Привет! Почему у меня не осталось твоих писем? Сохранились только несколько листков с твоими смешными стишками, написанными-нарисованными рукотворным печатным шрифтом. Несколько записок, тоже написанных большими полупечатными буквами. Сейчас я понимаю, что почти не помню твоего почерка. Ни мейлов, ни смс – ничего тогда не было. Никаких мобильных телефонов. Даже пейджер был атрибутом важности и богатства. А статьи мы передавали отпечатанными на машинке – первый (286-й) компьютер появился у нас только спустя два года после того, как мы начали жить вместе. Тогда в нашу жизнь вошли и квадратные дискеты, казавшиеся чем-то инопланетным. Мы часто передавали их в московский “Коммерсант” с поездом.
Почему мы не писали друг другу писем? Просто потому, что всегда были вместе? Однажды ты уехал в Англию – это случилось, наверное, через месяц или два после того, как мы поженились. Тебя не было совсем недолго – максимум две недели. Не помню, как мы тогда общались. Звонил ли ты домой? (Мы жили тогда в большой квартире на 2-й Советской, которую снимали у драматурга Олега Юрьева.) А еще ты был без меня в Америке – долго, почти два месяца. Потом я приехала к тебе, но вот как мы держали связь всё это время? Или в этом не было такой уж безумной потребности? Разлука была неизбежной данностью, и люди, даже нетерпеливо влюбленные, умели ждать.
Самое длинное твое письмо занимало максимум полстраницы. Ты написал его в Куйбышевскую больницу, куда меня увезли на скорой помощи с кровотечением и где поставили диагноз “замершая беременность”. Письмо исчезло в моих переездах, но я запомнила одну строчку: “Мы все держим за тебя кулаки – обе мамочки и я”.
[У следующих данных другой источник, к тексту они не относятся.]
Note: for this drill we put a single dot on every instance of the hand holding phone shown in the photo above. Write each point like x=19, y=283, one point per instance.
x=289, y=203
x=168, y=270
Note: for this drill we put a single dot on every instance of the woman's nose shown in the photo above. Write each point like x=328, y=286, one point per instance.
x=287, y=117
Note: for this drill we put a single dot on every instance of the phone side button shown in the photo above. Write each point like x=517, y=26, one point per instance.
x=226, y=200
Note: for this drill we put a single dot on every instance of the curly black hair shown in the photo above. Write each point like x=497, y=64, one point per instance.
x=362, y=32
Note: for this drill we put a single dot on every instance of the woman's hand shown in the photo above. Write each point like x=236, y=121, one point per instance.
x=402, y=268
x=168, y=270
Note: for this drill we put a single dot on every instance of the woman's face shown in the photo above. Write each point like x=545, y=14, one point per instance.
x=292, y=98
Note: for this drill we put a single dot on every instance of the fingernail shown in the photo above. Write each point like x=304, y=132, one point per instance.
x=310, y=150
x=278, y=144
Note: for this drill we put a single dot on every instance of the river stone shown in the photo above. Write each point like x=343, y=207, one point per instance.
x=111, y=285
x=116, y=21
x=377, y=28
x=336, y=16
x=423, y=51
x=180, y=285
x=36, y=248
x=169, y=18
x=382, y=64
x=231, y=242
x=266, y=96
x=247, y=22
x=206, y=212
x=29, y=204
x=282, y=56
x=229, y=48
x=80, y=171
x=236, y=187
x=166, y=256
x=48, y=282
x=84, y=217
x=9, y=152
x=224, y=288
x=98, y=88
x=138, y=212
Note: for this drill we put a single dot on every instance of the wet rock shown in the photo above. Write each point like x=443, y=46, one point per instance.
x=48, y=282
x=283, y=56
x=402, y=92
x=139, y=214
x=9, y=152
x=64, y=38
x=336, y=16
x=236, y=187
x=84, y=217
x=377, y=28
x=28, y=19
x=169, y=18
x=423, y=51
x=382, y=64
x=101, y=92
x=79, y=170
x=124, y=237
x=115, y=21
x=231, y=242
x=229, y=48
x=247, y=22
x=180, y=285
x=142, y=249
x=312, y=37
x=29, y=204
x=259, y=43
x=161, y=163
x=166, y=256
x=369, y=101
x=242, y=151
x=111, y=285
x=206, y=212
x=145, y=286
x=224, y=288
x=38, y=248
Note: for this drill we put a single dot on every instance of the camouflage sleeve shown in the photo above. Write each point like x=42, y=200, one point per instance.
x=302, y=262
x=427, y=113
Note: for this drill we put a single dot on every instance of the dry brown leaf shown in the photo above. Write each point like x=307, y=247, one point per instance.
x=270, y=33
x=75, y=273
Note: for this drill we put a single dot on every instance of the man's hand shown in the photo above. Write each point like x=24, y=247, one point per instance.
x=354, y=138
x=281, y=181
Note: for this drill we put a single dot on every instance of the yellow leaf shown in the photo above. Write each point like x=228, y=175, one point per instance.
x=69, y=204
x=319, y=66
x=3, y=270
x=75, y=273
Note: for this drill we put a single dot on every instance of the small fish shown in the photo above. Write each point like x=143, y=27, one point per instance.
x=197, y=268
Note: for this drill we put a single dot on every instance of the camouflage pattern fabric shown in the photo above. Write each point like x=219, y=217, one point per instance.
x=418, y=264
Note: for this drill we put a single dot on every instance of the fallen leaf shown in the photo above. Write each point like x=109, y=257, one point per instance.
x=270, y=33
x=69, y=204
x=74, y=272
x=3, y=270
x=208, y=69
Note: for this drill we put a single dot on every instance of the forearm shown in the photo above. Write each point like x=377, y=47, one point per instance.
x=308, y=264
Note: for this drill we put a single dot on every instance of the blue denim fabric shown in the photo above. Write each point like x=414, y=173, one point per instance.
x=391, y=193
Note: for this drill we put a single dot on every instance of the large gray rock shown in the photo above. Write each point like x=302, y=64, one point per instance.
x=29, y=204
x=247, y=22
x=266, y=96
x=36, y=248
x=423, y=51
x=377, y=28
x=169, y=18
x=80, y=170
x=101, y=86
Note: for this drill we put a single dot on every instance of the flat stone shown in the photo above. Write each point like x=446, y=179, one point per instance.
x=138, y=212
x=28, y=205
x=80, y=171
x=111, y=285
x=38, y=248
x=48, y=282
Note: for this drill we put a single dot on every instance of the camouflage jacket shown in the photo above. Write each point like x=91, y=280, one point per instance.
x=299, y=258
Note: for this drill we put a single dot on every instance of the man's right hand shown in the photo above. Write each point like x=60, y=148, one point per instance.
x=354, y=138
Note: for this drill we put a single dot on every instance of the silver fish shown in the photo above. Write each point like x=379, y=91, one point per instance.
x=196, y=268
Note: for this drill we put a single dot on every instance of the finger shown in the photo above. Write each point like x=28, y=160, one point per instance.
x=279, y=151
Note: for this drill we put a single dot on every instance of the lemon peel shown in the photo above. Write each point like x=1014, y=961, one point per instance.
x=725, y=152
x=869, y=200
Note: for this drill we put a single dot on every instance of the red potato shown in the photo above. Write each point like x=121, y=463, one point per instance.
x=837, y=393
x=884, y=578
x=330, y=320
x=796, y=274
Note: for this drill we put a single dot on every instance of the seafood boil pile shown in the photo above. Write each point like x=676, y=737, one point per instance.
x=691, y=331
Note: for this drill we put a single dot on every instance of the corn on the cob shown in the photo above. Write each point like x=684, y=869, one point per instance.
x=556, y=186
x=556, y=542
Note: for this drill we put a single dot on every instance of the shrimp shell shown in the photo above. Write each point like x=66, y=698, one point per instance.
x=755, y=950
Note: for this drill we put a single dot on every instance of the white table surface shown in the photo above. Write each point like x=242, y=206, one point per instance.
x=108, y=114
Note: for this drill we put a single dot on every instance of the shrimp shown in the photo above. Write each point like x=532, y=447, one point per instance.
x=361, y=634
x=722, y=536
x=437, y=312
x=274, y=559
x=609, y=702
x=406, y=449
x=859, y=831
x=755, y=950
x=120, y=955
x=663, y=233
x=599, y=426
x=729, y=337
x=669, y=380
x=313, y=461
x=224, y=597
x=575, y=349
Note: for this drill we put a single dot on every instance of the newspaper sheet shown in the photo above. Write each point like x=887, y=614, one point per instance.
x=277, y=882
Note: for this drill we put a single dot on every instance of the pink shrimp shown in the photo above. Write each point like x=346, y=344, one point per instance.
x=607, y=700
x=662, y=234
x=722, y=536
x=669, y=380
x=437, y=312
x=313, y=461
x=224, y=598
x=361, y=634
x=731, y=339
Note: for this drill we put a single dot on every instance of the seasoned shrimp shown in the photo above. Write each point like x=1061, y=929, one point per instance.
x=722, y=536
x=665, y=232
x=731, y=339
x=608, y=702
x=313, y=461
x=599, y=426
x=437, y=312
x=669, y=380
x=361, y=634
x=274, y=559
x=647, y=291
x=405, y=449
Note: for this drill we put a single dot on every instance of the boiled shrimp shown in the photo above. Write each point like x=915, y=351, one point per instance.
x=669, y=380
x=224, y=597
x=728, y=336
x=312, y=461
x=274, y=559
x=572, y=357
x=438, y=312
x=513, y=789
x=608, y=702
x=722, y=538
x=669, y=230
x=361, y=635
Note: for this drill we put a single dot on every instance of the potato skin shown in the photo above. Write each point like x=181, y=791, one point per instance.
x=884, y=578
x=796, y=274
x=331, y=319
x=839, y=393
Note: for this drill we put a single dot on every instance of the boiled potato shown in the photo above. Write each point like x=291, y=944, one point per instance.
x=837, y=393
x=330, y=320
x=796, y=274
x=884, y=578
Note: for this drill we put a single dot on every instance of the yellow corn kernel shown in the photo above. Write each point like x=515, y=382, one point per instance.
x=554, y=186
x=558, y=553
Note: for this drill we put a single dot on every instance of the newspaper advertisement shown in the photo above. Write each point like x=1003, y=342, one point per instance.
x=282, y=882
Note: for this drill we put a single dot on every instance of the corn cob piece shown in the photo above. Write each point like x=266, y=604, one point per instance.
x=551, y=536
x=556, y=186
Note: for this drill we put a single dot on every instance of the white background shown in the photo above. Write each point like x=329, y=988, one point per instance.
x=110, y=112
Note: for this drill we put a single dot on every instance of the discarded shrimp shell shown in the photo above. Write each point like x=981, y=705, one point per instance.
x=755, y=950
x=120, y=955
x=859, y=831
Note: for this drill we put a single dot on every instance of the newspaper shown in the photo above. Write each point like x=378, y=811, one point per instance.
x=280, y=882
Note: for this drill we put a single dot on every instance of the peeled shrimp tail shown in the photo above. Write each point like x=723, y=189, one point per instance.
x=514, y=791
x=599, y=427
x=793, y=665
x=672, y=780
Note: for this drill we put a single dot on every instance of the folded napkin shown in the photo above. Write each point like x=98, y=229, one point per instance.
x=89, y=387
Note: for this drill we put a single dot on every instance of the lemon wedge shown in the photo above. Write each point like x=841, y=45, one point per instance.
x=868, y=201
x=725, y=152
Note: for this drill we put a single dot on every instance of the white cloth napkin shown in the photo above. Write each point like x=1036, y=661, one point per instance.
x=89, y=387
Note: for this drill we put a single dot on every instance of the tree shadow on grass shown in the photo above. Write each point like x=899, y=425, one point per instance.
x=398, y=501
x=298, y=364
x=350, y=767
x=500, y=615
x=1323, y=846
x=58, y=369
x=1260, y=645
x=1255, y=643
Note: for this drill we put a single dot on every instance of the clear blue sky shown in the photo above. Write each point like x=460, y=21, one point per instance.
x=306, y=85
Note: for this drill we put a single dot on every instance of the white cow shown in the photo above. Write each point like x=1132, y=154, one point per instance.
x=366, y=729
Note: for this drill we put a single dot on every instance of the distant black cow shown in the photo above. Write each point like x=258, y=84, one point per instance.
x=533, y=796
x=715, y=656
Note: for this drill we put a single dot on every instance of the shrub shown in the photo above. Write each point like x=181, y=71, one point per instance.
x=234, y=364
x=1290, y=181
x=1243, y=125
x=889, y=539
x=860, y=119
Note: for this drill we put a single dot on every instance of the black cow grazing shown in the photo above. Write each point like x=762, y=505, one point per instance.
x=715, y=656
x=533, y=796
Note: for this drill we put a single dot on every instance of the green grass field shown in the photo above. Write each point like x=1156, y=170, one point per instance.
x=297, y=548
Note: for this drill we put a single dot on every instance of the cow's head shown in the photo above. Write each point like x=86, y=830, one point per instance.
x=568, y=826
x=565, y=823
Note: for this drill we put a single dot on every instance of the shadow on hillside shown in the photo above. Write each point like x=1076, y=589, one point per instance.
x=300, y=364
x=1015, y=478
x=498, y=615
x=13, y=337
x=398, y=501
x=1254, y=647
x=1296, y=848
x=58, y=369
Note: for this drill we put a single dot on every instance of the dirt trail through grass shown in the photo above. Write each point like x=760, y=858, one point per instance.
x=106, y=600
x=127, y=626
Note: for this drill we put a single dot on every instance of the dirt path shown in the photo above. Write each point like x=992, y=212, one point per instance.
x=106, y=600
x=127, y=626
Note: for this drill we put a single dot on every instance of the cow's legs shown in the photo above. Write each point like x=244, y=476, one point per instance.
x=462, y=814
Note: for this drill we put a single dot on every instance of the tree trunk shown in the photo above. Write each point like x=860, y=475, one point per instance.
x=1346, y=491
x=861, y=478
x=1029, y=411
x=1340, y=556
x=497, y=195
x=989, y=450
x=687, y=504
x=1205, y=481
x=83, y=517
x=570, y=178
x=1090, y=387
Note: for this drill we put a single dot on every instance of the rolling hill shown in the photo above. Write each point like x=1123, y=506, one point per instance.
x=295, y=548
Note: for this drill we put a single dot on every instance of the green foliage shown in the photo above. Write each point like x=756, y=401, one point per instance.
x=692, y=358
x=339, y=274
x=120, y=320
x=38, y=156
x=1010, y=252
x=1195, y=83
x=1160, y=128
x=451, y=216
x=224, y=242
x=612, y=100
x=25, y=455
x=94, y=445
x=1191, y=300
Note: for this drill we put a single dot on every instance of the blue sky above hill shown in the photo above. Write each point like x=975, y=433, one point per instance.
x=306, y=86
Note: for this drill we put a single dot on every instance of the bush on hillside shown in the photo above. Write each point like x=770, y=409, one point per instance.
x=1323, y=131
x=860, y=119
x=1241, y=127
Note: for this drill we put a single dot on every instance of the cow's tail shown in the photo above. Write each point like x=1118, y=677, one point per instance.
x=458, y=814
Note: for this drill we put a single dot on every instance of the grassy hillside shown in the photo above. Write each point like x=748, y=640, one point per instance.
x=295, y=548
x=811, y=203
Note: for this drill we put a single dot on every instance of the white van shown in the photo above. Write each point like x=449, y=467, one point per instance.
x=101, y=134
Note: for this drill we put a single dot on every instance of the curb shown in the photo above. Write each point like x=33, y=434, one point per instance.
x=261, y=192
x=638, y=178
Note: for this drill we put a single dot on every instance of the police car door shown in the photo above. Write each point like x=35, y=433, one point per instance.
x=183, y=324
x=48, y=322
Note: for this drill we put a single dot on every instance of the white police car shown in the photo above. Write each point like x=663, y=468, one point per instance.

Жизнь с тобой не была виртуальной. Мы сидели на кухне, пили черный чай из огромных кружек или кисловатый растворимый кофе с молоком и говорили до четырех утра, не в силах друг от друга оторваться. Я не помню, чтобы эти разговоры перемежались поцелуями. Я вообще мало помню наши поцелуи. Электричество текло между нами, не отключаясь ни на секунду, но это был не только чувственный, но и интеллектуальный заряд. Впрочем, какая разница?
Мне нравилось смотреть на твое слегка надменное подвижное лицо, мне нравился твой отрывистый аффектированный смех, твоя рок-н-ролльная пластика, твои очень светлые глаза. (Ты писал про Джеймса Дина, на которого, конечно, был похож: “актер-неврастеник с капризным детским ртом и печальными старческими глазами”.) Когда ты выходил из нашего домашнего пространства, то становилась очевидной несоразмерность твоей красоты внешнему миру, которому надо было постоянно что-то доказывать, и прежде всего – собственную состоятельность. Мир был большой – ты был маленький. Ты, наверное, страдал от этой несоразмерности. Тебя занимал феномен гипнотического воздействия на людей, который заставляет забыть о невысоком росте: “Крошка Цахес”, “Парфюмер”, “Мертвая зона”. Ты тоже умел завораживать. Любил окружать себя теми, кто тобой восторгался. Любил, когда тебя называли учителем. Обожал влюбленных в тебя студенток. Многие из твоих друзей обращались к тебе на “вы” (ты к ним тоже). Многие называли по отчеству.
Я никогда тебе этого не говорила, но ты казался мне очень красивым. Особенно дома, где ты был соразмерен пространству.
А в постели между нами и вовсе не было разницы в росте.